Beginning with the snake run OTB we see the Home lanes on the snake side are early in the run (which encourages the runner--or ought to.) With a separate Snake 1 there are two snake runs possible. Snake 2 is an order of risk higher but the run is simply and extension of the move to the TCK that feeds Snake 2. A Home shooter can shoot his/her primary lane and immediately shift to a wide second lane in the Snake 1/Snake 2 gap but the greater risk is a laner somewhere in the DZ behind the nearest TCK (orange shooter and lanes on the layout) who can lane inside the feed TCK, Snake 1 and the corner. The combination of shooters should, undisrupted, be reasonably effective (assuming they know which end of the gun the paint comes out of.) But that's only half the play.
On the upper portion of the layout the gray denoted DZ (dead zones) where the Home shooter is blocked. These areas allow players to ignore the Home shooter. The Blue spot and lanes shows how to support a snake runner by offering suppressing fire aimed at either the Home shooter or the TCK. And the larger secondary DZ offers a wide variety of guns up zone shooting opportunities to complicate the effort to shoot a snake runner OTB. Playing either zone as a moving gun can also be a very effective way of responding to teams that reveal patterns or habitual actions.
Cross field shooting lane options exist but are unlikely to be effective.
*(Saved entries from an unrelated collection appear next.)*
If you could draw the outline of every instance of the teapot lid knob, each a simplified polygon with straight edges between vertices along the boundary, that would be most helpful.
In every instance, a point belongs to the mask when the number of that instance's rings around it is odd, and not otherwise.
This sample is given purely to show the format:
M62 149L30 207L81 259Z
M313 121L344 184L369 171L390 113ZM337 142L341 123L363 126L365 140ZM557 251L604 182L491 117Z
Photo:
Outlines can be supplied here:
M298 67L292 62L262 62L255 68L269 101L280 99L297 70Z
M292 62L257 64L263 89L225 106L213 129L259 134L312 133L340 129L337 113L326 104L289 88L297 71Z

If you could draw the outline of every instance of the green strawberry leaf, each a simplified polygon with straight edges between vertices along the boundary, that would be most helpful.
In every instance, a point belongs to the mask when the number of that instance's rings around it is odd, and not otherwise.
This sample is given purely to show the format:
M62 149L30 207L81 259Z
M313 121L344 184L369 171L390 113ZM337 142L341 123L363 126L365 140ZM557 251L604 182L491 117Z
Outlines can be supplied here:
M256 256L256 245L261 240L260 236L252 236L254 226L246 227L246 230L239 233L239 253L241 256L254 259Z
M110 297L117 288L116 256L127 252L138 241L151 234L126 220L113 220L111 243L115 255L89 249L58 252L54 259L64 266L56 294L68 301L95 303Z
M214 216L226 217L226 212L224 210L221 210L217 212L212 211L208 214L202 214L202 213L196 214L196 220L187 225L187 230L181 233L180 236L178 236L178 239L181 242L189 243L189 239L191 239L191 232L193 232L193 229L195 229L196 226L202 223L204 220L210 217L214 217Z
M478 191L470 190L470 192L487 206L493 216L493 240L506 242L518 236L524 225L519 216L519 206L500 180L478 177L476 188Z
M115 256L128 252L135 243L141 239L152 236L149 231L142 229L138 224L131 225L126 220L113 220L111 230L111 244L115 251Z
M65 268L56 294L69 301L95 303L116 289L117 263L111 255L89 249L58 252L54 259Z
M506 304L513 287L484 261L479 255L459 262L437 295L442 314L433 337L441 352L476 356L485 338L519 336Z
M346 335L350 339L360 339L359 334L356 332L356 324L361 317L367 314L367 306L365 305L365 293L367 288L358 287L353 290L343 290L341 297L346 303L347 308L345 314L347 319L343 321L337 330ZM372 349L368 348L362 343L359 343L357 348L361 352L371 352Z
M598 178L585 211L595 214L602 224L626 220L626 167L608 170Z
Of course, other movement combinations for making the move into the snake also exist but the key is to mix it up while suppressing any laners.
Word of warning--even with the obstructed and limited shooting lanes this is a very potent snake capable of dominating this field. Figure out how to contain it or better yet figure out how to exploit it and nothing else will matter much. This is a power field that will reward teams with superior athletic ability and/or paintball skills.
Turning to design I included the basic D-side lanes--both of which are excellent and complicate the initial breakout--but also include the mitigating factor of forcing the shooter to pick. This is a good design characteristic because even with two excellent lanes the necessity of picking one (very few shooters are capable of shooting both with effect) negates the other. As is the choice of a Can for the Home bunker as it presents greater risk when doubled and is easier to pinch from angles. It can be played effectively but isn't a fortress that encourages keeping a player back center indefinitely.
Looking at the bunkers surrounded in green tells us all we need to know about how the design was improved over Malaga. the 50 Dorito is now a dominating presence with a wide variety of shots that can still be actively contested. The corners are now Temples which creates a small but potentially important elevation disadvantage for the corner player and inhibits his/her ability to wrap (or even see much beyond the wire.) Further neutralizing the corner bunker the placement of the forty doritos expose an avenue of attack on the 50 dorito that is more effectively contained by the wider MT. The result is the upfield positions pose a much greater full field threat that matches the greater risk involved playing the position while other changes provide greater balance in shifting the nature of this field in favor of the aggressor where Malaga better suited defensive play.